I am not sure when the next JRuby release is, but we will want to have the new release version included. If JRuby 1.7.0 is released before february, I guess we will include a snapshot first, and then include the release version of SnakeYAML in a later patch-level release.

Comment #19

Posted on Jan 12, 2012 by Massive Rhino

Fixed. Try the latest snapshot.

The fix will be delivered in version 1.10

Comment #20

Posted on Nov 5, 2012 by Happy Elephant

Comment deleted

Comment #21

Posted on Nov 6, 2012 by Happy Elephant

This issue still shows up in version 1.11.

Any ideas why this is still happening?

Comment #22

Posted on Nov 6, 2012 by Grumpy Horse

Comment deleted

Comment #23

Posted on Nov 6, 2012 by Massive Rhino

Can you please provide more information ? What is happening ? How we can reproduce it ? Can you run all the tests ? If you mean this: found character '\t' that cannot start any token in 'reader', line 3, column 1: CREATE TABLE account ( then it is a totally different issue. Please read: http://yaml.org/spec/1.1/

Tabs may appear inside comments and quoted or block scalar content. Tabs must not appear elsewhere, such as in indentation and separation spaces.

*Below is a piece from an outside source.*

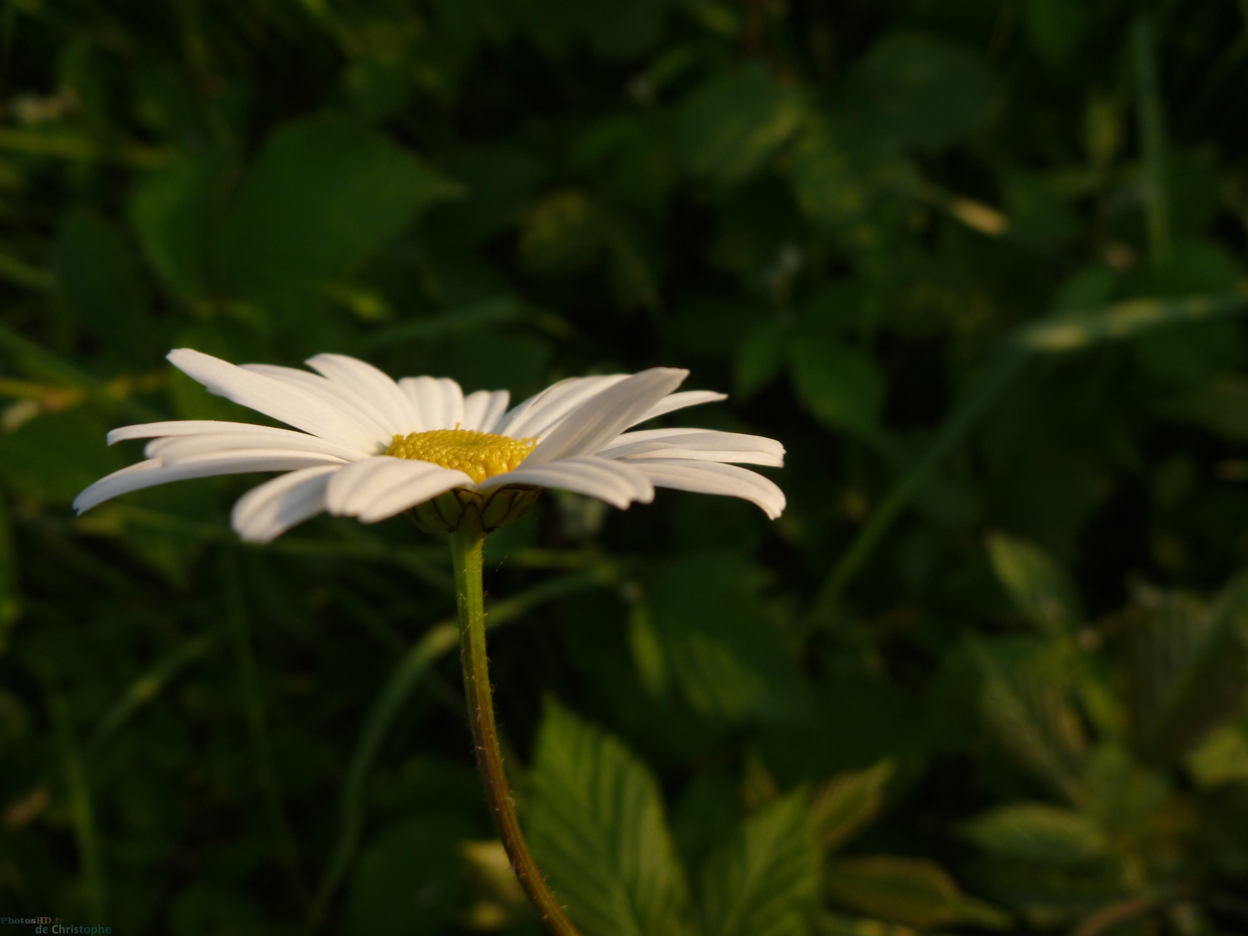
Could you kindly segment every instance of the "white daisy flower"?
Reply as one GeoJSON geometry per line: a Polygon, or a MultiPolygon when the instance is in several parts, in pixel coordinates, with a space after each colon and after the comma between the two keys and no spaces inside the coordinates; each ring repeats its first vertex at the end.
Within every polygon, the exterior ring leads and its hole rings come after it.
{"type": "Polygon", "coordinates": [[[485,529],[517,519],[542,488],[626,508],[655,487],[751,500],[776,518],[784,493],[730,463],[781,466],[774,439],[709,429],[629,429],[675,409],[725,399],[674,392],[689,374],[574,377],[507,408],[507,391],[464,393],[452,379],[393,381],[344,354],[317,354],[317,373],[235,364],[190,348],[168,361],[210,392],[293,429],[211,419],[126,426],[109,433],[151,439],[147,461],[122,468],[74,500],[79,513],[171,480],[286,472],[243,494],[233,528],[265,543],[322,510],[374,523],[412,509],[429,530],[454,529],[464,510],[485,529]]]}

This is exactly what the error message says. Tabs cannot be used as indentation.

Comment #24

Posted on Nov 6, 2012 by Happy Elephant

Thanks for the response. Your link points to the yaml specification. Of course, I will not be reading the bazillion pages to try to understand why tabs are not allowed as indentation. Logically, I do not see a plausible reason why it should not be allowed especially since many people use gui editors to do their work. But thank you nonetheless for the answer.

Comment #25

Posted on Nov 8, 2012 by Massive Rhino

To avoid misunderstanding in the future the error message has been improved See: http://code.google.com/p/snakeyaml/wiki/changes

Implemented here: http://code.google.com/p/snakeyaml/source/detail?r=af8d7ccf66e5fa047be44c6899ff66979b94251d

It will be delivered in version 1.12

Status: Fixed

Labels:
Type-Defect Priority-Medium